Congresswoman Terri Sewell, D-Alabama, told reporters Wednesday after the inauguration that the historic election of Vice President Kamala Harris — the first female, first Black and first Asian-American vice president — is the product of the sacrifices of so many who came before her.
“She’s very humbled,” Sewell said of Harris. “She knows it’s not about her. It’s really about the sacrifices of generations of women who really led to this point. She is fiercely reminded of that but she also knows that she has to forge the path for others to follow behind.”
Sewell said it says a lot about Harris that President Joe Biden selected her for vice president, and that she believes Harris will do the very best in her role, irrespective of race or gender.
“I think that little girls around the world will look up and see what’s possible, by the work and the very position that she has obtained,” Sewell said.
“As I sat beneath the Capitol watching President Biden and Vice President Harris take the oath, I was reminded that today would not have been possible without amazing sacrifices made by American heroes, like John Lewis and Amelia Boynton Robinson,” Sewell said. “Others for my district, who had the great temerity to fight for equality and justice for all. It was a lot of those known and unknown foot soldiers of the movement who really risked their lives so that all Americans could have the sacred right to vote.”

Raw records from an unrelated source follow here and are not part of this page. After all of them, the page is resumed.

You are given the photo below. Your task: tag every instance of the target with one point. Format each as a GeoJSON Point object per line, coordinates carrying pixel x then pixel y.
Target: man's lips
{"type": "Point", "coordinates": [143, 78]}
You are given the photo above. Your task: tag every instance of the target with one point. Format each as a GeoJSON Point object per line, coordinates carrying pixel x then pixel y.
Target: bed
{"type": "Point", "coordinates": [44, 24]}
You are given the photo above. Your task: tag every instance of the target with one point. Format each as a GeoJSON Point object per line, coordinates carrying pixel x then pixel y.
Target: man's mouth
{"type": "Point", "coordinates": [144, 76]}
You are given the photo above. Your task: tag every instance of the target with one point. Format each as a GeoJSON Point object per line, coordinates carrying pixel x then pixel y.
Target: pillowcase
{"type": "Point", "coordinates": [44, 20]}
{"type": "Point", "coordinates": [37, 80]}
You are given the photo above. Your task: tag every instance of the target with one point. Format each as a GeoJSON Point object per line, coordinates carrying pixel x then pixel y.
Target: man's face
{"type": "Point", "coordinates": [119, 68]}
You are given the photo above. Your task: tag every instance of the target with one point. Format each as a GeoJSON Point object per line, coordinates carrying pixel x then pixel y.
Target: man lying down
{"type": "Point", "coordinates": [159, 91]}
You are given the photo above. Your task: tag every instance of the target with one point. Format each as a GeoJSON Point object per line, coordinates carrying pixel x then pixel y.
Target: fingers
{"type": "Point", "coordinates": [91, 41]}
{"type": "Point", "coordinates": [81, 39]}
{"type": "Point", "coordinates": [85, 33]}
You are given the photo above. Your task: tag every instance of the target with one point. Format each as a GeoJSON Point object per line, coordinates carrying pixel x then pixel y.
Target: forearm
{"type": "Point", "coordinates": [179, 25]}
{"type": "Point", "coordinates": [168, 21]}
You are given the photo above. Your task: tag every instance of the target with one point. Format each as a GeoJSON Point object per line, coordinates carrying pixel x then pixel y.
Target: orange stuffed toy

Sewell said she also believes the country owes a debt to women suffragettes, Black women and women of color who paved the way so that the U.S. could have the first Black and first female vice president.

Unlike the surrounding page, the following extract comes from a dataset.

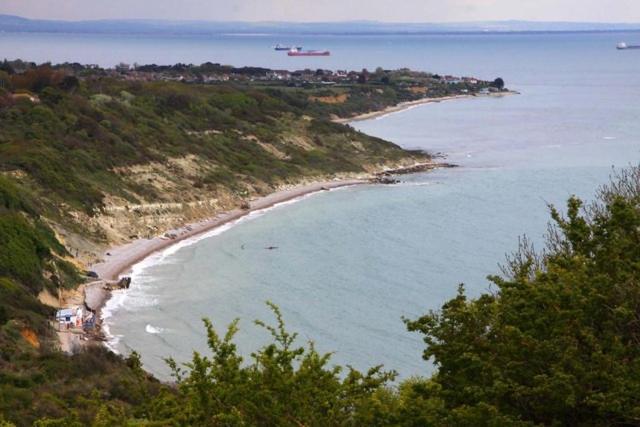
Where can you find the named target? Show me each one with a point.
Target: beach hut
(69, 318)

“I think that girls across this nation, millions of girls across this nation and world, will now see themselves manifested in Vice President Kamala Harris,” Sewell said. “As Vice President Harris often says, our work is not done. It’s not enough to be the first. It’s all about breaking down barriers and making sure that you’re opening doors so that you’re never the last, and I believe that she will work to continue to earn the great respect that the American people have placed at her.”
Sewell said she believes in the sincerity of Biden’s statement in his inauguration speech, that he would work just as hard for those who didn’t vote for him as for those who did. Biden’s call for unity in a time of such strife is what’s needed in this moment, she explained.
When pro-Trump rioters attacked the U.S. Capitol on Jan. 6, Sewell was in the Capitol, and was rushed into a protective room with her colleagues as the chaos unfolded and rioters tried to make their way further inside the building. Sewell commented on that violent day.
“We heard the roar of the crowd. We heard the incitement to violence. ‘Hang Mike Pence,’” Sewell said. “We heard the gunshots of the person who was shot in the speaker’s lobby, literally a stone’s throw from where we were.”
Sewell also spoke on the resilience of the country’s democracy, echoing Biden’s comments made moments before during his inaugural speech.
“I know that we as a people are resilient, and I really hope that we will put our divisions aside and do as President Biden urged us in his speech, to unite, to really try to heal our divide by listening to one another,” Sewell said. “By working with one another, but also just remembering that we are so interconnected.”